L’opposizione ribadisce: “La cessione ai privati della Holding viola lo Statuto comunale”

comune2CIVITAVECCHIA – Cedere il 60% della Holding ai privati è una violazione dello Statuto comunale. Ne è convinta l’opposizione consiliare che non molla la battaglia contro la privatizzazione dei servizi pubblici, ribadendo il principio di illegittimità della ormai nota delibera 71 del Consiglio comunale.
“All’art. 67, c. 4 – afferma in una nota unitaria la minoranza – lo Statuto comunale prevede che: ‘Il Comune può partecipare anche come socio minoritario a società di capitali, affidatarie della concessione di servizi pubblici locali… fermo restando il principio della prevalenza del capitale pubblico’. Ora, il Comune si appresta a cedere ad un socio privato il 60% di HCS, ovvero la società che gestirà (e, si badi bene, ad oggi non gestisce) i servizi pubblici, determinando così la prevalenza del capitale privato. E dunque, la cessione del 60% di HCS al privato, disposta con la delibera 71, costituisce o meno una violazione dello Statuto? La risposta del Segretario Generale, resa in conferenza dei capigruppo e affidata anche alla stampa, può essere sintetizzata così: lo Statuto comunale è ormai datato ed è comunque un atto secondario, soggetto alle disposizioni del Testo Unico Enti Locali, normativa statale, quest’ultima, oggetto negli ultimi anni di numerose modiche che rendono superate le previsioni dello Statuto.
Per quanto ci riguarda, quindi, una quasi-risposta, perché alla domanda: ‘la delibera 71 è stata adottata in violazione dello Statuto?’ ci saremmo aspettati un ‘Sì’ o un ‘No’.
Naturalmente, consideriamo le argomentazioni del Segretario Annibali come un ‘No’, peraltro senza sorpresa, dato che la conformità allo Statuto l’aveva già attestata con la sua firma sulla proposta di delibera”.
Quella di Annibali, dunque, secondo l’opposizione è soltanto una opinione, ferma restando a loro avviso la violazione dello Statuto, supportata dal precedente giuridico dei Giudici delle Sezioni Unite Civili della Corte di Cassazione nella sentenza 12868/2005, recentemente ribadita dal Tar del Lazio, per i quali lo Statuto, nel solco del principio di autonomia sancito dall’art. 5 della Costituzione, si configura come “espressione della esistenza stessa e della identità dell’ordinamento giuridico locale”, non più semplice atto secondario ma “atto normativo atipico, di rango paraprimario o subprimario” ed ha come limite “il rispetto dei principi generali fissati dallo stesso Testo unico e degli altri principi espressamente enunciati nelle leggi successive, nonché delle leggi che conferiscono funzioni agli Enti locali” e, in questo senso, può “derogare alle disposizioni di legge che non contengano principi inderogabili”.

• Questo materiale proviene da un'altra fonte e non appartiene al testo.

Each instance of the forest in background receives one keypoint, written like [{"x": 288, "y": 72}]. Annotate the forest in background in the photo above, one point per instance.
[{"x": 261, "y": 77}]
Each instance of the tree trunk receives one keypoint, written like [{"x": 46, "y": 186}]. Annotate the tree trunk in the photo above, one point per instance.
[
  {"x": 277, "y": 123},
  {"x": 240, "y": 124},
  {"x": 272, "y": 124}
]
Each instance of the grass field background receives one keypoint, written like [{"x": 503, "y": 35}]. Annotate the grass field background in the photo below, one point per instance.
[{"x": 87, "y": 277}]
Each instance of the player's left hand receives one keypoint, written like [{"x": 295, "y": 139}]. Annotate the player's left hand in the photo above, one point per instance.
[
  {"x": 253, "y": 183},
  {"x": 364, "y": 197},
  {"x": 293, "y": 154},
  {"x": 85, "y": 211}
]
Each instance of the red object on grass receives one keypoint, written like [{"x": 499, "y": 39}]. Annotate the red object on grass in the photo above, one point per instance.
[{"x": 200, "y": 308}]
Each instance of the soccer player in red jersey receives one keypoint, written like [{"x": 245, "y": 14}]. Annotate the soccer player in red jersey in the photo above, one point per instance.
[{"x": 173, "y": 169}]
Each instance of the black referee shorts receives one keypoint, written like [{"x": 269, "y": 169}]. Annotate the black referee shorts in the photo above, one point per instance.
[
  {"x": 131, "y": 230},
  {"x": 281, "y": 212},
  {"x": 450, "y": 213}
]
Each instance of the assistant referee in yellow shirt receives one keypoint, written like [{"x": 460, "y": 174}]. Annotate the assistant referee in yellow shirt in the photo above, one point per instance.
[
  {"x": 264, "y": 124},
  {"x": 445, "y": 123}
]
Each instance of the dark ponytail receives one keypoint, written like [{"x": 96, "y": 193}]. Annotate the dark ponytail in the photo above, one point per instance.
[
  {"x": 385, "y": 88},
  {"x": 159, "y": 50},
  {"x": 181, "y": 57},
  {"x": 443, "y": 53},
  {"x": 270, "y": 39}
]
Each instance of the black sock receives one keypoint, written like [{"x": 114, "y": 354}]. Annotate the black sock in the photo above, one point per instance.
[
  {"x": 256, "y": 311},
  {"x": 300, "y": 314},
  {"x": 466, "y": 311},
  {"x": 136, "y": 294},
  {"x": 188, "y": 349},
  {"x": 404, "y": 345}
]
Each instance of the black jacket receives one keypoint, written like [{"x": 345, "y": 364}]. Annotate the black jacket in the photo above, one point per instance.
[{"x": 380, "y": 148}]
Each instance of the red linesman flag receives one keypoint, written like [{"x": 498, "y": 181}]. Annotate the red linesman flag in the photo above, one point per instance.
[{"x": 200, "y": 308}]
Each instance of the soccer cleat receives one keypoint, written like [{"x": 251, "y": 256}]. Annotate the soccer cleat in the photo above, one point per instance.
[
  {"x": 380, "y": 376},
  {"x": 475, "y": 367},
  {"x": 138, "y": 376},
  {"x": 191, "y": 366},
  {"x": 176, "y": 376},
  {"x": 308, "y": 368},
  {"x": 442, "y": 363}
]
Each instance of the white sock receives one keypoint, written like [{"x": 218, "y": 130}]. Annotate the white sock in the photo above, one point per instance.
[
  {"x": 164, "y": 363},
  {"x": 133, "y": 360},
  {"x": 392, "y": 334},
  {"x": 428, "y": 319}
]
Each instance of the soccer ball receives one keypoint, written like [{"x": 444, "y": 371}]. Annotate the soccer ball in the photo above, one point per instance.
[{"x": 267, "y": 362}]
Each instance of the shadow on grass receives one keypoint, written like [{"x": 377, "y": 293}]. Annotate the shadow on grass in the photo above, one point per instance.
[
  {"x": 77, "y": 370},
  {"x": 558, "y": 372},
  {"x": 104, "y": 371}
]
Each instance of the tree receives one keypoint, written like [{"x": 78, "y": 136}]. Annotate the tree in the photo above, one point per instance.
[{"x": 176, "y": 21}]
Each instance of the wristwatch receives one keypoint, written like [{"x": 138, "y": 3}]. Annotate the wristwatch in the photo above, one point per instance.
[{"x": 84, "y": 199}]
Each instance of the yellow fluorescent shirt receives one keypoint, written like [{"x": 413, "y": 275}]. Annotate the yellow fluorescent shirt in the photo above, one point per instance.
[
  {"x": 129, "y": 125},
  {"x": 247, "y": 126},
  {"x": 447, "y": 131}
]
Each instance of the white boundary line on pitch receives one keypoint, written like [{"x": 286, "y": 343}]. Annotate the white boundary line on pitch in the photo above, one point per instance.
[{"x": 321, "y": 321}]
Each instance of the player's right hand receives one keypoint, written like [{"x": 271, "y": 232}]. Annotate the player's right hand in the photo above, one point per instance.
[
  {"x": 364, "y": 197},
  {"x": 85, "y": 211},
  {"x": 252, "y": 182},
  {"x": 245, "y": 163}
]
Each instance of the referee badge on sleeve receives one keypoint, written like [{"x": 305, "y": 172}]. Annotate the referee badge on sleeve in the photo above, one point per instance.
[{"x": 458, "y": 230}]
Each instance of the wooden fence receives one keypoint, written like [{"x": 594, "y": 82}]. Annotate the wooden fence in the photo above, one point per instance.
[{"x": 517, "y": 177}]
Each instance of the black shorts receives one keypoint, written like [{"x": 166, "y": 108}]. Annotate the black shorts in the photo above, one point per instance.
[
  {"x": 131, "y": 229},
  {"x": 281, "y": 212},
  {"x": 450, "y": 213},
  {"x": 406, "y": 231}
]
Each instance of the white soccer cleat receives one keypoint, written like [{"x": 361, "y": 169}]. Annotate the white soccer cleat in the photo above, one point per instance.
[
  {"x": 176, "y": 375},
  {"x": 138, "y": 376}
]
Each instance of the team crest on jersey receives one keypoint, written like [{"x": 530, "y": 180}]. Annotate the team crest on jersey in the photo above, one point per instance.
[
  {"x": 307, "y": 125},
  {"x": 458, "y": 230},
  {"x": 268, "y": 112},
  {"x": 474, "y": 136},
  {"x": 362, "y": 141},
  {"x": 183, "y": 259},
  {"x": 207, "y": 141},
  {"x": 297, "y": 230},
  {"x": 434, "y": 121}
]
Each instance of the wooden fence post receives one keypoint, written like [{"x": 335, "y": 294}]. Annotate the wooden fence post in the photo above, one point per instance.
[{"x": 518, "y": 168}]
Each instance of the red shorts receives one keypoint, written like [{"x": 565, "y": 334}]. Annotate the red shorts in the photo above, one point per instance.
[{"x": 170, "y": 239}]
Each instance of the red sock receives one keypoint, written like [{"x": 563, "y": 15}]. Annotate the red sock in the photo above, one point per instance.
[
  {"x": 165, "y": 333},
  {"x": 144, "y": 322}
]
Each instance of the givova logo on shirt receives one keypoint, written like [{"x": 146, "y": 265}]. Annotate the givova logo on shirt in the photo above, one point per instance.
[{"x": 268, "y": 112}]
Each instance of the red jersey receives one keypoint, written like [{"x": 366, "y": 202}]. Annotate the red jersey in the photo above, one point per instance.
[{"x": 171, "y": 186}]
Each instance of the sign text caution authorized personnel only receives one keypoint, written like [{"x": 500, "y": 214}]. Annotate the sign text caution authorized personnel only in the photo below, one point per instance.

“Nel nostro caso – commentano – non esiste nel Testo Unico un divieto per i Comuni di seguire il principio della prevalenza del capitale pubblico in caso di partecipazione a società di capitali che gestiscano i servizi pubblici locali e, anzi, proprio l’art. 23-bis della L.133/2008, indicando la possibilità di cessione ai privati di una quota ‘non inferiore al 40%’ di tali società, consente ai Comuni di prevedere nel proprio Statuto ed attuare il principio della prevalenza del capitale pubblico. Riteniamo, pertanto, l’art. 67, c. 4 del nostro Statuto pienamente legittimo e vigente e, di conseguenza, la delibera 71 adottata in violazione dello Statuto e, quindi, illegittima”.
Ad ogni modo per l’opposizione, che preannuncia una impugnazione giuridica della delibera 71, solo un giudice potrà dirimere la questione.
“Ciò che maggiormente ci interessa – concludono i consiglieri di minoranza – chiarito che non esiste la scadenza del 31 dicembre 2010, è sollecitare il senso di responsabilità del Consiglio Comunale e tentare di revocare una scelta letteralmente inconsulta che, qualora dovesse concretizzarsi dopo l’inevitabile tunnel di ricorsi e contenziosi, avrebbe come effetto principale (per non dire unico) l’aumento esponenziale delle tariffe”.